Bertrand emmena d'urgence sa délinquante à la gare où ils s'installèrent au buffet, par précautions, il lui demanda de vider ses poches avant son proche départ, le résultat fut à la hauteur de ses appréhensions.
Car Pascale en profita pour vider aussi son sac.

Sur la table s'empilèrent chéquiers, briquets, bijoux, cartes bancaires, portables, clefs U.S.B de toutes les couleurs, etc ...
" C'est le trésor de Toutencamion ! " s'exclama l'éducateur non-spécialisé en posant vite sa veste sur le tas délictueux.
Bertrand se retournait sans cesse craignant à tout moment de voir débouler la maréchaussée qui ne manquerait de l'inculper de vol, de recel et pourquoi pas, de détournement de mineure.
C'est sûr, il clamerait son innocence, parlerait du respect qu'il a (depuis Germinal) pour le peuple souterrain et finirait par une longue tirade sur le retournement de majeure vaccinée et ses délices.
Mais les faits resteraient obstinément contre lui ... et le garçon était de plus en plus inquiet.
Pascale lui proposa soudain de partager le tas en deux parts égales, une pour lui et une pour elle, du vrai délire ; mais la tentation était grande.

Une paire de gendarmes se profila à l'horizon ferroviaire, Bertrand blémit, essayant de se dissimuler derrière son chocolat refroidi.
Beaucoup d'émoi pour rien du tout (comme souvent), nos deux poulets venaint juste acheter des cigarettes.
Lapin.Blanc.Rapide souffla un grand coup ...il fallait prendre une décision.

Heureusement on annonçait un départ prochain pour Dache, Bertrand fonça acheter un billet (aller) et demanda à Pascale de prendre ce train et de partir de Marrance où elle était devenue un peu trop " célèbre ".
" Pourquoi aller à Dache ! " demanda t'elle (cette question n'a malheureusement pas de réponse).
Il fit aussi promettre à la jeune fille de balancer rapidement son butin dans une poubelle, sans beaucoup y croire.
N'y beaucoup insister car il n'était pas doué pour la morale, surtout celle des autres.
Pendant ce temps les caméras faisaient leur travail : elles enregistraient l'image du lapin blanc à la truffe rose*.

* rose : Son nez rosit quand il est angoissé, là il devait être très inquiet.

Pascale grignotait des chips qu'elle venait de chiper sur le comptoir en lisant des revues féminines obtenues de la même économique et imparable manière.
Il était vraiment temps qu'elle s'en aille.
Ce fût facile de trouver le train car il n'y en avait qu'un.

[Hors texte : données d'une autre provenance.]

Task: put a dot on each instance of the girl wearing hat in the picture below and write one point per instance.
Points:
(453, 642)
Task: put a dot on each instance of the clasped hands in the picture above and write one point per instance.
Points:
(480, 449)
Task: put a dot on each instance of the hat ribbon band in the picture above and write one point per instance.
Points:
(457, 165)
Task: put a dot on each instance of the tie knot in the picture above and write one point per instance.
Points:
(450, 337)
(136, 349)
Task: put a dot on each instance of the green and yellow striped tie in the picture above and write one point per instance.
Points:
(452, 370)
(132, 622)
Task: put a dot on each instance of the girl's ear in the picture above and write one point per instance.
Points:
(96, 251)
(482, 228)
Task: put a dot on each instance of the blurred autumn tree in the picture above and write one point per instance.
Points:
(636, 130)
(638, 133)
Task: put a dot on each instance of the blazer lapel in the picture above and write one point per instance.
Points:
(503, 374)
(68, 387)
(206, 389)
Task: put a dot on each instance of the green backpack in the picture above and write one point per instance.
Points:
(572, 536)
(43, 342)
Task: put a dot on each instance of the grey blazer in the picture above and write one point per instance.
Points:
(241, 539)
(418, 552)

Ils se serrèrent une dernière fois.
" C'est pas Marrance ! " risqua Bertrand pour détendre l'atmosphère plombée.

Les adieux furent difficiles et élastiques, ils ne seraient pas les nouveaux Bonnie and Clyde.

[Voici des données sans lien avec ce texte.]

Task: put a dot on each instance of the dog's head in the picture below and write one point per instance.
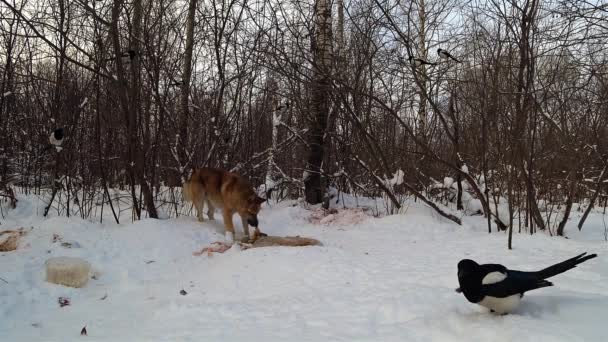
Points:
(253, 208)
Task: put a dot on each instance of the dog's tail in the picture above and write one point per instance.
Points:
(187, 191)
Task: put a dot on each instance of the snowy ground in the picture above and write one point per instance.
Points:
(382, 279)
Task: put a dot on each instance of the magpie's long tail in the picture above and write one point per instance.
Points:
(564, 266)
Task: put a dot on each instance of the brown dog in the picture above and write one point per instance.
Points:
(228, 191)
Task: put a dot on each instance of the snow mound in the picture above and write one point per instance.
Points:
(338, 217)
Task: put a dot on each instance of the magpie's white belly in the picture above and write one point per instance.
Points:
(501, 305)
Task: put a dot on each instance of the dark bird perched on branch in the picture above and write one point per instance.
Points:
(419, 61)
(283, 106)
(446, 55)
(129, 53)
(177, 83)
(500, 289)
(56, 138)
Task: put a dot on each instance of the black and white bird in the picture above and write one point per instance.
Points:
(419, 61)
(56, 138)
(500, 289)
(129, 53)
(446, 55)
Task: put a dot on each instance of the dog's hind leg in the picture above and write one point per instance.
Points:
(199, 204)
(210, 210)
(246, 228)
(228, 225)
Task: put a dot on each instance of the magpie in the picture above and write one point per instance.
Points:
(283, 106)
(500, 289)
(129, 53)
(56, 138)
(446, 55)
(419, 61)
(178, 83)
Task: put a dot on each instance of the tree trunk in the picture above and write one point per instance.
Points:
(320, 98)
(183, 140)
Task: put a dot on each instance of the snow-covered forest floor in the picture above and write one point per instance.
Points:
(374, 279)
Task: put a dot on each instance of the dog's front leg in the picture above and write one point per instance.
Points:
(199, 210)
(228, 225)
(210, 210)
(246, 227)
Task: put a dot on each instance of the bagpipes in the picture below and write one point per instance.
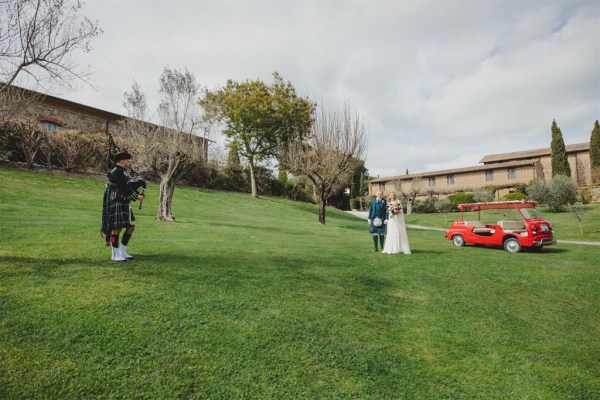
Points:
(136, 185)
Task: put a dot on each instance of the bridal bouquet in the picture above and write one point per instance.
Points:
(395, 207)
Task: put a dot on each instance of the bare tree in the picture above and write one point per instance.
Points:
(330, 155)
(39, 37)
(171, 150)
(410, 193)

Sur le quai vide, il agita longtemps son mouchoir avant de le ranger dans sa poche et de se rendre compte que son portefeuille avait disparu.
" Bah, elle n'y peut rien, c'est dans sa nature ! " soupira le séducteur dévalisé.
D'ailleurs c'est peut-être naturel de voler, de violer, de tuer ou de se mettre les doigts dans le nez, vu qu'il faut sans arrêt le prohiber ... et rappeler en permanence l'interdit.
Et malgré toutes ces précautions, ces conseils, ces mise-en garde et les possibles punitions ou châtiments, on continuait de le faire.
Pascale était plutôt une gentille fille, il lui manquait juste une petite case, celle où s'inscrit habituellement la différence entre le tien et le mien.

En retournant le miroir introspectif, Bertrand constata effaré qu'il lui manquait aussi un certain nombre de cases, surtout celles qui concernaient ses rapports avec les femmes, soit à peu près la moitié de l'humanité.
Quand même.
Le speaker de la S.N.C.F vint opportunément interrompre son examen de conscience :
" Ding-dong - Votre attention, s'il vous plait - Les voyageurs pour Péligueux sont informés que suite à un incendie généralisé tout les trains pour cette destination sont annulés - merci de votre compréhension - ding-dong "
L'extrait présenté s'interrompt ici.